The chromatographic analysis of the reactions was carried out using Agilent 7890A and 6890 chromatographs with flame ionization detectors and ZB-5HT Inferno (30 m × 0.25 mm × 0.25 μm) columns. The diluted (dichloromethane) samples were injected at 250 °C with a split ratio of 30:1 and a column head pressure of 24.7 psi (carrier He). The detector temperature was 280 °C. As the conversion was similar for all the FAs, the results were taken from the areas of the palmitates. The full chromatograms are collected and are shown in the Supporting Information.

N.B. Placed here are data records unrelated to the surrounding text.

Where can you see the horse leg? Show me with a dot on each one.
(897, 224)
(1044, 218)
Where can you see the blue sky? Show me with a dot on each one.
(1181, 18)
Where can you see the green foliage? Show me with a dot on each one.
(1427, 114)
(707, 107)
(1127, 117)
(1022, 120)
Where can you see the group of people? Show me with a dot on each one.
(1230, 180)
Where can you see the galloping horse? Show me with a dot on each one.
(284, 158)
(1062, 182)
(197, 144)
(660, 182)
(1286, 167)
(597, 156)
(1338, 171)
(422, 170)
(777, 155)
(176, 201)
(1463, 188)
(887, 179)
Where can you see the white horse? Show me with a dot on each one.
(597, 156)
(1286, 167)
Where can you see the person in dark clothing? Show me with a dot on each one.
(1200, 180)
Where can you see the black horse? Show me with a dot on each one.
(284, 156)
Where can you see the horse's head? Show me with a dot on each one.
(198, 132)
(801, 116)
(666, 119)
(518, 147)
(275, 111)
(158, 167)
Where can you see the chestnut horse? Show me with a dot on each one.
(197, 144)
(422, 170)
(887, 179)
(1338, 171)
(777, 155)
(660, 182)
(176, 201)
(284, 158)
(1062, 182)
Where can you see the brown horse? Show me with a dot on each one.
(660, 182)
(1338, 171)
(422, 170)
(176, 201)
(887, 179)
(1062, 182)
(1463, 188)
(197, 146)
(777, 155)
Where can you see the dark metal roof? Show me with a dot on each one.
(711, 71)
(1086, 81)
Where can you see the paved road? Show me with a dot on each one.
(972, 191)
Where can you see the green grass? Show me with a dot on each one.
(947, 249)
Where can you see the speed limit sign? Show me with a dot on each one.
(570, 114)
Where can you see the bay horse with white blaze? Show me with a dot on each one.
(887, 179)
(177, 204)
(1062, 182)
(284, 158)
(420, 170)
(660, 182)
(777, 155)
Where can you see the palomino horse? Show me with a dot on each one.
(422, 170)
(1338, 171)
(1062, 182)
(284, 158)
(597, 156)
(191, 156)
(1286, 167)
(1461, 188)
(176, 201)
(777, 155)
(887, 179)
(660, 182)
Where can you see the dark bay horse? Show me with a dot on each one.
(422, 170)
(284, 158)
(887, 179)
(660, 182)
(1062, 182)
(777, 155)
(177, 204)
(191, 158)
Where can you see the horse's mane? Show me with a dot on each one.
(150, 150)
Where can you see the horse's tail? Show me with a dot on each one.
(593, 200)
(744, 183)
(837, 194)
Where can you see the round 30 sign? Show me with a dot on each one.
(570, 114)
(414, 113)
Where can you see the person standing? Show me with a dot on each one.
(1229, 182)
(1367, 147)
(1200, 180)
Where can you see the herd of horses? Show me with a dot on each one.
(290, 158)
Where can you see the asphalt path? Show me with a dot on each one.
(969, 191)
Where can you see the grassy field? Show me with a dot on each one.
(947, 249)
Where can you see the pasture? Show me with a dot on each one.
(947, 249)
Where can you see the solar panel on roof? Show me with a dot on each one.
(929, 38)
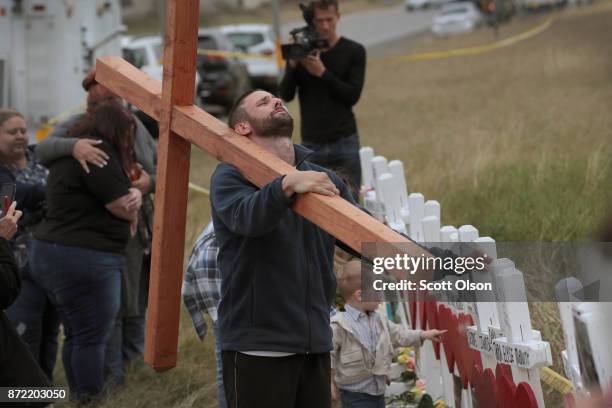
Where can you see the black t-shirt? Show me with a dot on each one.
(326, 102)
(76, 212)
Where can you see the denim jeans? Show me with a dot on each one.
(84, 285)
(352, 399)
(341, 156)
(220, 388)
(127, 340)
(37, 322)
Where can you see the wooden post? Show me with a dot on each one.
(188, 122)
(172, 186)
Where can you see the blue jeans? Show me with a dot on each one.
(352, 399)
(127, 340)
(220, 388)
(84, 285)
(341, 156)
(37, 322)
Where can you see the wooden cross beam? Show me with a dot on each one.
(183, 124)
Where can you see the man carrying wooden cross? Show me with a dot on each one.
(276, 267)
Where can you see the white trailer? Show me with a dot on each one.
(46, 48)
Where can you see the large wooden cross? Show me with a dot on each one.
(181, 125)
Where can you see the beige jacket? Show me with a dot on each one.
(351, 362)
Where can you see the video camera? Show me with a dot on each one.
(305, 39)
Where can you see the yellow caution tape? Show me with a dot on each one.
(556, 381)
(235, 54)
(423, 56)
(199, 189)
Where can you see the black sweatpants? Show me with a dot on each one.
(297, 381)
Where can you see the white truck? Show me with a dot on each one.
(46, 48)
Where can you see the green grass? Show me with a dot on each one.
(515, 142)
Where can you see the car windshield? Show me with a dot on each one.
(135, 56)
(206, 42)
(158, 51)
(461, 10)
(246, 40)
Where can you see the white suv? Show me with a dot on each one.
(146, 54)
(256, 39)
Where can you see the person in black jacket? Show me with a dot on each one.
(277, 279)
(329, 84)
(17, 365)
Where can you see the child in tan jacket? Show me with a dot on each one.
(363, 343)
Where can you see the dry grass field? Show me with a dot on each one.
(515, 142)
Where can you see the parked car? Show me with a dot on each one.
(146, 54)
(412, 5)
(224, 76)
(257, 39)
(456, 18)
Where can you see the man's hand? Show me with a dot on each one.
(334, 391)
(8, 223)
(134, 227)
(85, 151)
(309, 182)
(433, 335)
(134, 200)
(144, 182)
(313, 64)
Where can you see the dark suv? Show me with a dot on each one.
(223, 76)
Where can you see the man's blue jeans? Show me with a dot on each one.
(341, 156)
(127, 341)
(84, 285)
(352, 399)
(220, 388)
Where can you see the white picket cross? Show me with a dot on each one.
(432, 209)
(416, 203)
(396, 168)
(388, 186)
(519, 347)
(366, 154)
(564, 291)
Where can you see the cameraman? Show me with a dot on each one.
(330, 83)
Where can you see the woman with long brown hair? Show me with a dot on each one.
(78, 250)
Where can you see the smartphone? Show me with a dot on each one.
(7, 196)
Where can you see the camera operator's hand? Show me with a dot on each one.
(313, 64)
(8, 223)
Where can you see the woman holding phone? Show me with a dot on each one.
(32, 313)
(78, 250)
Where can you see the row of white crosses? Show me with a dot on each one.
(503, 332)
(587, 327)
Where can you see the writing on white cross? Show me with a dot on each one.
(518, 348)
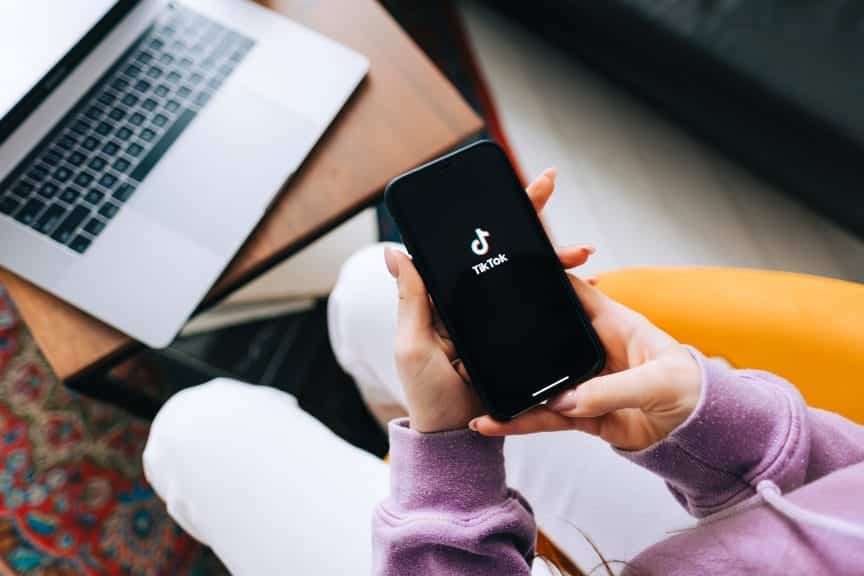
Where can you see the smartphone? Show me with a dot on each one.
(494, 278)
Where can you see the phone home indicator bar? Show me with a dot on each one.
(550, 386)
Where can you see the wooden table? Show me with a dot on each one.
(403, 114)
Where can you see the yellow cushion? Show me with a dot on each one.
(808, 329)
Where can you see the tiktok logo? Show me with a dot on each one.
(479, 245)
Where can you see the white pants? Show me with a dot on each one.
(244, 470)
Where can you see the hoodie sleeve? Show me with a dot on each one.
(449, 510)
(749, 426)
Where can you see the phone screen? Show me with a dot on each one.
(495, 279)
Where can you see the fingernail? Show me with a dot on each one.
(566, 401)
(392, 263)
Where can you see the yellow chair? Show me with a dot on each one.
(808, 329)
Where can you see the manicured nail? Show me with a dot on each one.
(564, 402)
(391, 261)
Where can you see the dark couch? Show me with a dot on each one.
(777, 85)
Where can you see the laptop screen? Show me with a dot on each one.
(37, 39)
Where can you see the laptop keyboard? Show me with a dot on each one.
(79, 176)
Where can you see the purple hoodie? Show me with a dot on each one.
(450, 511)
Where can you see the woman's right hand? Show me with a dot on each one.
(650, 384)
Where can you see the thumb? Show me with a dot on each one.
(603, 394)
(415, 315)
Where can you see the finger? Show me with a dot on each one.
(541, 189)
(604, 394)
(591, 298)
(415, 314)
(460, 369)
(572, 256)
(539, 419)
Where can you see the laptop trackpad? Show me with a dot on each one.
(220, 175)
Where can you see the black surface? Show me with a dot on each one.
(776, 85)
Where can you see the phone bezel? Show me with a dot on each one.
(391, 194)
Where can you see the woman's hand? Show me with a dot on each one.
(650, 385)
(436, 384)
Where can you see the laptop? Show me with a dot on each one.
(141, 141)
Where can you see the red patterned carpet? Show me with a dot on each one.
(73, 499)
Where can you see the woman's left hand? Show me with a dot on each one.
(437, 387)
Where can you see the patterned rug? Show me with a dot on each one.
(73, 499)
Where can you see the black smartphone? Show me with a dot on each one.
(495, 279)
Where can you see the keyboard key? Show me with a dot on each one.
(49, 190)
(124, 192)
(108, 181)
(97, 163)
(22, 188)
(80, 244)
(27, 214)
(94, 112)
(94, 226)
(66, 142)
(90, 143)
(38, 173)
(84, 179)
(103, 128)
(108, 211)
(129, 100)
(120, 84)
(8, 205)
(121, 165)
(70, 195)
(62, 174)
(70, 224)
(94, 197)
(107, 98)
(50, 218)
(134, 150)
(117, 114)
(76, 158)
(111, 148)
(52, 158)
(180, 124)
(81, 126)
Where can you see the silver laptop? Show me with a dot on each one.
(142, 140)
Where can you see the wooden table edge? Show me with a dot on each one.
(132, 346)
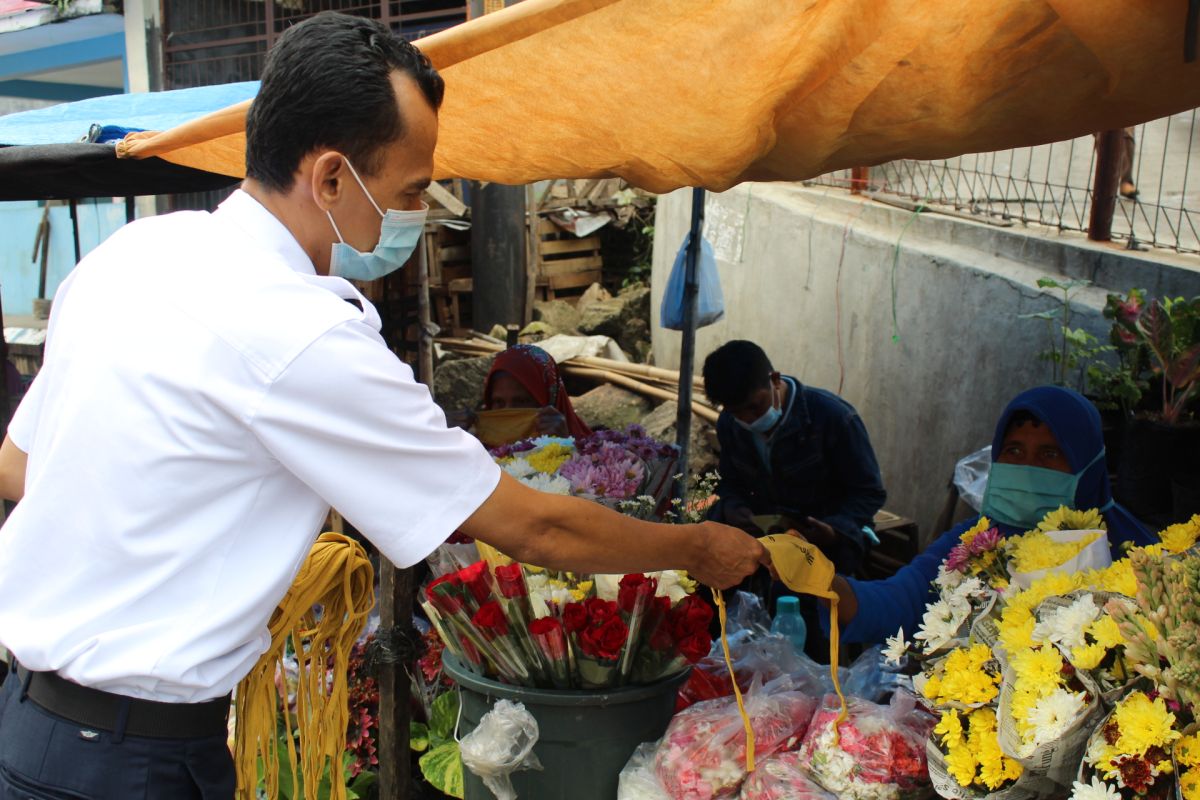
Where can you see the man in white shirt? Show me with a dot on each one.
(211, 385)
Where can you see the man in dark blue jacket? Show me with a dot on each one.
(795, 451)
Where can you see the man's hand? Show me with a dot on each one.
(727, 555)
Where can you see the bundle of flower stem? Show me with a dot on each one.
(322, 615)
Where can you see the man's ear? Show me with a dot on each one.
(328, 180)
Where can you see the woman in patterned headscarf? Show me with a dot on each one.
(526, 378)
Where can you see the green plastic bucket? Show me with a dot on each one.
(585, 738)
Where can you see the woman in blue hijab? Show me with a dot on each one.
(1048, 451)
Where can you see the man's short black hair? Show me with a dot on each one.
(328, 84)
(735, 371)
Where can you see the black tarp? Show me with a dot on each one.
(60, 172)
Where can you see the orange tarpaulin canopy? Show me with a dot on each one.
(688, 92)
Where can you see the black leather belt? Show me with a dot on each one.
(126, 716)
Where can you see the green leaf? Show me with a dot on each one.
(418, 737)
(442, 767)
(444, 715)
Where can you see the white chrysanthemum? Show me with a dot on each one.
(549, 483)
(941, 623)
(895, 648)
(1051, 715)
(1095, 791)
(519, 468)
(947, 579)
(1066, 626)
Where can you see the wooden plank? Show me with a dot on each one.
(574, 280)
(569, 265)
(556, 246)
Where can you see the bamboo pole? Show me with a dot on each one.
(639, 386)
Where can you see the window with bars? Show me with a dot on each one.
(1053, 185)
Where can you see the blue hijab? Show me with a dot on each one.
(1075, 423)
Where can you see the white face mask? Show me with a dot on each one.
(399, 234)
(768, 420)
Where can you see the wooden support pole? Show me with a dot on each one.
(633, 384)
(859, 179)
(1104, 187)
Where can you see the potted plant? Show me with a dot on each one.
(1157, 380)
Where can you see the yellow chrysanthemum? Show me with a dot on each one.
(550, 458)
(965, 679)
(961, 764)
(949, 728)
(1181, 536)
(1063, 518)
(1036, 551)
(1039, 669)
(978, 528)
(1144, 723)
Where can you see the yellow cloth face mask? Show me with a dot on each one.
(503, 427)
(805, 570)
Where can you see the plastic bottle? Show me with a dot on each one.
(789, 623)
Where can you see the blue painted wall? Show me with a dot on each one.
(18, 227)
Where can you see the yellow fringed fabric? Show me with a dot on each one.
(339, 578)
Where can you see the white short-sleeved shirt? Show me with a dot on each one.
(205, 397)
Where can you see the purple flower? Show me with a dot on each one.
(985, 541)
(958, 559)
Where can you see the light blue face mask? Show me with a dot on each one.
(1021, 495)
(399, 234)
(769, 419)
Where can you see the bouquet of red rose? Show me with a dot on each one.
(676, 637)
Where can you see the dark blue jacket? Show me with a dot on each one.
(822, 465)
(885, 606)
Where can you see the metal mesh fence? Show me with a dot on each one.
(1051, 185)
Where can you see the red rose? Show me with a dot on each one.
(605, 641)
(691, 615)
(695, 647)
(478, 579)
(599, 609)
(547, 632)
(444, 594)
(490, 619)
(545, 625)
(663, 638)
(510, 581)
(635, 588)
(575, 618)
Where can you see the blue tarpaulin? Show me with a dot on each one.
(156, 110)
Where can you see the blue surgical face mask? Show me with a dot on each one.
(399, 234)
(1021, 495)
(769, 419)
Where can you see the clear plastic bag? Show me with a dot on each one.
(702, 755)
(876, 753)
(971, 476)
(502, 745)
(639, 781)
(783, 777)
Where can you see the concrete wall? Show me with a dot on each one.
(813, 275)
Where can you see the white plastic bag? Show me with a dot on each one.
(709, 300)
(639, 781)
(502, 745)
(971, 476)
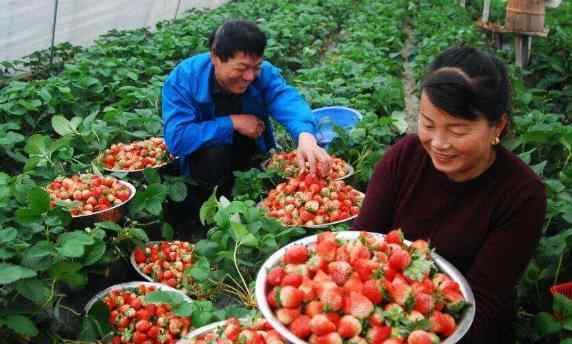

Transesterification with EH

Oven temperature program: 180 °C (5 min)—2 °C/min—250 °C (20 min). Retention times: EH 2.3 min, ethyl palmitate 15.2 min, and 2-ethyl-1-hexyl palmitate 34.1 min.

Transesterification with HD

Oven temperature program: 180 °C (5 min)—2 °C/min—200 °C (0 min)—5 °C/min—300 °C (20 min). Retention times: HD 8.9 min, ethyl palmitate 13.4 min, and 2-hexyl-1-decyl palmitate 34.2 min.

Transesterification with Isopropanol

Oven temperature program: 180 °C (5 min)—2 °C/min—250 °C (20 min). Retention times: isopropanol 1.5 min (overlapped with dilution solvent), ethyl palmitate 13.4 min, and isopropyl palmitate 16.1 min.

Characterization of the Properties of the Fatty Esters

The density at 20 °C was determined according to the UNE 84156:2000 method. The kinematic viscosities were determined at 40 and 100 °C based on the American Society for Testing and Materials (ASTM) D445 method. The viscosity index was calculated from kinematic viscosities according to the ASTM D-2270-10 method. The pour point was determined according to the ASTM D5950-14. The flash point was determined according to the ASTM D92-16b.